# Browning Wasp?



## drhunter1 (Aug 23, 2007)

It's 44# and 58". It looks like a good recurve to me.
Anyone have an comments about it. I'm trying to get it now and its a good deal but will back out if it gets bad reviews.


----------



## Apex Predator (Aug 23, 2007)

Suppose to be an awesome performer.  The Wasp is on my short list.  I definitely plan to aquire one.


----------



## OconeeDan (Aug 23, 2007)

Never had one, but they are nice looking and I have heard good things about them.
Sometimes, good deals don't stick around long.  If you buy and don't like it, you can always resell it.


----------



## drhunter1 (Aug 23, 2007)

OconeeDan said:


> Never had one, but they are nice looking and I have heard good things about them.
> Sometimes, good deals don't stick around long.  If you buy and don't like it, you can always resell it.



Thanks folks. I am so excited about getting this thing that cant even think straight. 

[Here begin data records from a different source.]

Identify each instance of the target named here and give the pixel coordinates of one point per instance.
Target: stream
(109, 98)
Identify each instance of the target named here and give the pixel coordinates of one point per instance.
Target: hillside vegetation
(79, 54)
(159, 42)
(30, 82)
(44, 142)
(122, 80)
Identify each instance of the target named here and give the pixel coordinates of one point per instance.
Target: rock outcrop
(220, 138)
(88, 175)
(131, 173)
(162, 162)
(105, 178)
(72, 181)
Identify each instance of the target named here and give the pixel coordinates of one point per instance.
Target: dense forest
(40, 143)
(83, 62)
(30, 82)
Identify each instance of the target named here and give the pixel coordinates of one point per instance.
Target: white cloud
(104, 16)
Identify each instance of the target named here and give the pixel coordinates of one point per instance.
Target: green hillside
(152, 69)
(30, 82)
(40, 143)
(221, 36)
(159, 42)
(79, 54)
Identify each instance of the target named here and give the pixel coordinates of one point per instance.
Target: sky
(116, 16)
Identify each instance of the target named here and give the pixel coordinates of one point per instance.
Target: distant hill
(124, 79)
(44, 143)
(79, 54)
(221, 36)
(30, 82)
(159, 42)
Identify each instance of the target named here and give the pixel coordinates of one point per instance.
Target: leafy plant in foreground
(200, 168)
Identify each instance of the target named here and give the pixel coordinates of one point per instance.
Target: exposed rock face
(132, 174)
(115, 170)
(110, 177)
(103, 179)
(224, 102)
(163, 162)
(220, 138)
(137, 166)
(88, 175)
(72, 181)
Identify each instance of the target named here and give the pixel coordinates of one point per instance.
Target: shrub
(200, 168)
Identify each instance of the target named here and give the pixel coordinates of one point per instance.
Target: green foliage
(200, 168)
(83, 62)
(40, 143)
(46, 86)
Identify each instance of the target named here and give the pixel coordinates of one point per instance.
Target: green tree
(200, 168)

I plan to get some arrows immediately after I get it and start practicing. 

Any idea on arrows for it?


----------



## Al33 (Aug 23, 2007)

Good luck on getting the Wasp. I love the old Browning bows. 

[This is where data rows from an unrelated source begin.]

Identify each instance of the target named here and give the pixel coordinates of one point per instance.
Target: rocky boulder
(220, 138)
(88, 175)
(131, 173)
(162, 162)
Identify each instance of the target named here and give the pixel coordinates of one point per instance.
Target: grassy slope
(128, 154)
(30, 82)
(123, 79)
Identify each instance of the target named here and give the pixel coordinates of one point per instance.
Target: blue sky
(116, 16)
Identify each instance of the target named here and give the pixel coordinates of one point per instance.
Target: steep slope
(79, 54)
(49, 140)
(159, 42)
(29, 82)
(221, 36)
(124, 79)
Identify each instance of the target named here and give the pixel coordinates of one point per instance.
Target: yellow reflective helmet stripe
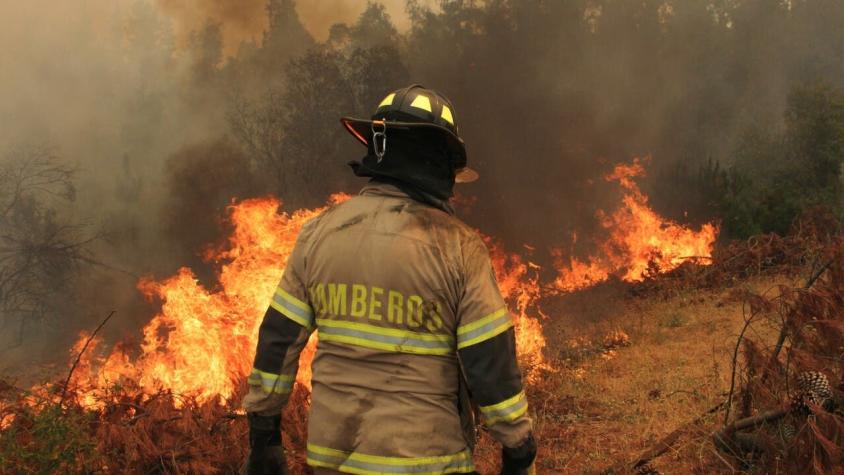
(507, 410)
(446, 115)
(354, 462)
(422, 102)
(293, 308)
(483, 329)
(271, 383)
(388, 339)
(387, 100)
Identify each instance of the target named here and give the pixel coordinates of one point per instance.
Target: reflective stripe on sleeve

Do you have any specific arrows in mind you want to shoot? Aluminum, wood, carbon? This will help us help you in suggesting arrows for your bow. It will also be helpful if we know your draw length.


----------



## drhunter1 (Aug 23, 2007)

Al33 said:


> Good luck on getting the Wasp. I love the old Browning bows.
> 
> Do you have any specific arrows in mind you want to shoot? Aluminum, wood, carbon? This will help us help you in suggesting arrows for your bow. It will also be helpful if we know your draw length.




28 inch draw. I'm kind of a short fellow. Would like to shoot wood I guess. Cedar maybe?


----------



## Al33 (Aug 23, 2007)

I suspect the Wasp will have a B-50 string on it and not handle the FF strings but I could be wrong. If you want cedars I suggest you get them in the 45 - 50 spine weights with a B-50 string. I think there are some available at a good price in the classifieds on tradgang so you may want to check it out.


----------



## drhunter1 (Aug 24, 2007)

Al33 said:


> I suspect the Wasp will have a B-50 string on it and not handle the FF strings but I could be wrong. If you want cedars I suggest you get them in the 45 - 50 spine weights with a B-50 string. I think there are some available at a good price in the classifieds on tradgang so you may want to check it out.

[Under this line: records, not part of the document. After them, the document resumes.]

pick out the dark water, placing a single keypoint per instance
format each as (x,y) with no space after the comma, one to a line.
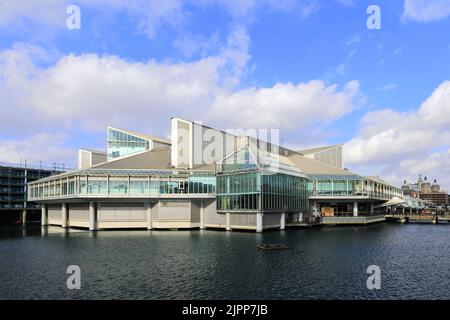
(325,263)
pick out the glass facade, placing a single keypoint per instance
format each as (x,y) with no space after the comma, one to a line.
(13,185)
(123,185)
(239,192)
(352,186)
(284,193)
(253,191)
(122,144)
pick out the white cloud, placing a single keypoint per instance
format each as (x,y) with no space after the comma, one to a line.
(285,106)
(404,144)
(43,147)
(426,10)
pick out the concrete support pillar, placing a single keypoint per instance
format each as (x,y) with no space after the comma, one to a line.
(202,215)
(355,209)
(259,222)
(92,216)
(283,221)
(149,217)
(64,216)
(24,217)
(44,215)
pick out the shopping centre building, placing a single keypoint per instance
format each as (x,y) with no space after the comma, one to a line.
(206,178)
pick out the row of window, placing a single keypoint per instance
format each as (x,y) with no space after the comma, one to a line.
(117,186)
(278,192)
(240,183)
(350,187)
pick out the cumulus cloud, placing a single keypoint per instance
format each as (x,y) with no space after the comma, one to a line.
(405,144)
(92,91)
(43,147)
(426,10)
(286,105)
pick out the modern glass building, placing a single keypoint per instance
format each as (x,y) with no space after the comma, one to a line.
(125,142)
(206,178)
(14,179)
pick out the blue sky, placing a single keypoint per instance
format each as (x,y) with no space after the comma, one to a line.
(310,68)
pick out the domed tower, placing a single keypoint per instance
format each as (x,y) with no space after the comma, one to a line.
(406,188)
(426,186)
(435,187)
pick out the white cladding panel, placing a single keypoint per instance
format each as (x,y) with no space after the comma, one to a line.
(121,212)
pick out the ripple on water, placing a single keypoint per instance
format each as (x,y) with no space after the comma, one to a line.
(327,263)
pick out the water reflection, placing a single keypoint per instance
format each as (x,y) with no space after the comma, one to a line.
(320,263)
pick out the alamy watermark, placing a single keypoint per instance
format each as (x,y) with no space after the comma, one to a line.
(374,19)
(73,22)
(374,279)
(74,280)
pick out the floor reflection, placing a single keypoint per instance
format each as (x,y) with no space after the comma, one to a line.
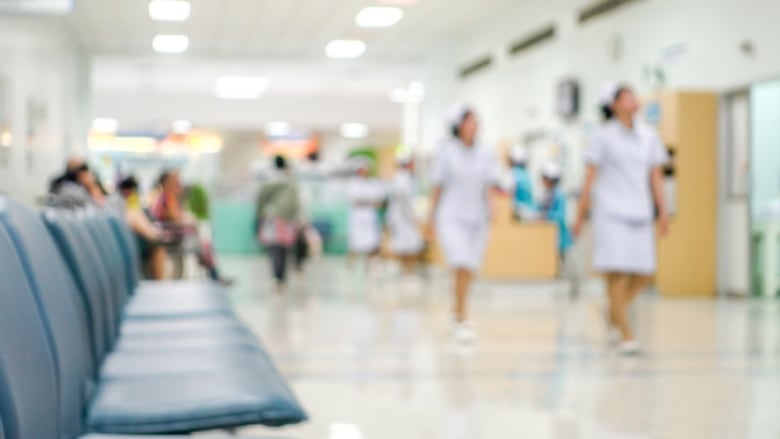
(370,353)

Actually, it doesn't have a string. Do I need to get a B-50?
Why wont it handle a FF string and what is an FF string?


----------



## OconeeDan (Aug 24, 2007)

FF string means "fast flight".  Thinner, no stretch, and faster than standard B-50 (dacron) string.  A bow should have very tough overlays on the tips to be able to handle fast flight strings (phenolic, micarta, bone, horn).  Most bows of that era do NOT have those overlays, and should be shot with dacron strings only.  I happen to like dacron strings, they work fine for me and some say that they are quieter.  And a tad slower.
A good thing to do is get with other guys at a shoot, and shoot their arrows and you'll get an idea of what your bow likes.  That'll save you money.  For starters, do what Al said.
Dan


----------



## drhunter1 (Aug 24, 2007)

OconeeDan said:


> FF string means "fast flight".  Thinner, no stretch, and faster than standard B-50 (dacron) string.  A bow should have very tough overlays on the tips to be able to handle fast flight strings (phenolic, micarta, bone, horn).  Most bows of that era do NOT have those overlays, and should be shot with dacron strings only.  I happen to like dacron strings, they work fine for me and some say that they are quieter.  And a tad slower.
> A good thing to do is get with other guys at a shoot, and shoot their arrows and you'll get an idea of what your bow likes.  That'll save you money.  For starters, do what Al said.
> Dan




Thats fine, I don't care if it is a bit slower. Thats not the point anyway. It'll be fast enough.
Thanks


----------



## drhunter1 (Aug 29, 2007)

Dang! Someone outbid me for it. Was that thing worth $107.00?  I couldn't see paying that much for it.  I guess I'm just trying to get a good deal.


----------